Memoirs – It’s a hard knock life

These are the stories that shaped my life, these are my Memoirs.

Joe Hoover is a regular puzzle contributor for bored housewives weekly, Take a Break, he is also famed for writing the Guide to Recycling your Household Waste for Camden Council (Collection days Tuesdays and Fridays).  He’s currently working on a pop-up version of Fifty Shades of Grey. He lives and drinks in North London.

Do children realise they are growing up poor?  We survived so I wouldn’t say we were poor but it was noticeable that we never had as much money as my peers.

I used to look on in envy every time my friend had a good grade which was rewarded with a new toy, so much so that I’d just go to his house to play since my toy box was extremely sparse.
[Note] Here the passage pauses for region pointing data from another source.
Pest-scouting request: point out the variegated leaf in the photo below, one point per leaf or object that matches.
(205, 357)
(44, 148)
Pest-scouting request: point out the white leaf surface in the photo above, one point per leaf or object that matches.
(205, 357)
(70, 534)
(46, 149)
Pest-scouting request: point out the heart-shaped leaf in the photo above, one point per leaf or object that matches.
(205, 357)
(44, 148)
We never had central heating, instead giant free-standing monstrosities filled with bricks which barely dispersed heat, if you sat on them you’d wind up with piles.  We sat on them a lot.

My dad then created a fireplace, of course we had no chimney or chimney breast to speak of so our mock fireplace masqueraded itself on the back wall, it had a small electrical heater underneath that we were forbidden to use, instead when we were cold my dad would allow us to put the light on, an orange glow would illuminate the plastic coals and cast a flame effect on the wall behind.  My father’s philosophy was that it would trick your brain into thinking it was giving out heat and therefore you would in fact be warm.   It makes you wonder why homeless people don’t just shine a torch on a wall instead of wrapping up in multiple layers to ward off the bitter cold, some people just can’t help themselves I guess.
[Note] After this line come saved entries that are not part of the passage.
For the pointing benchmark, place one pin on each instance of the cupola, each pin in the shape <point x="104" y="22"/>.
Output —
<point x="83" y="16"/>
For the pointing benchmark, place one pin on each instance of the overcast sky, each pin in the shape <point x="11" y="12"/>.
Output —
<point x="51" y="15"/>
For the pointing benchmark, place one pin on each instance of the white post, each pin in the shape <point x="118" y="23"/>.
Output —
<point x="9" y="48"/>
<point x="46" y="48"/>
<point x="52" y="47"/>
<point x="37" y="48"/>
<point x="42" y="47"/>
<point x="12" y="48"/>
I used to be disappointed that I never got to partake in school trips as everyone else went skiing in France or home exchanged in Germany, I was allowed on one trip eventually, a weekend camping trip in Alfriston, I believe it was located nearby the gruesome discovery of a child the year before.  It did strike me as odd to send your child away with 50 others with only two teachers, one grossly overweight who ate all the food herself and two teenage assistants to a former murder site with only a zip protecting you from the dangers outside.

I learnt to cook not for the love of cooking but out of necessity, I was well aware the meals we were served at home weren’t right, surely not all food was orange?  Our freezer was our friend, inside it was the source of all our meals, dinner would always be in a crispy coating, served with chips and beans.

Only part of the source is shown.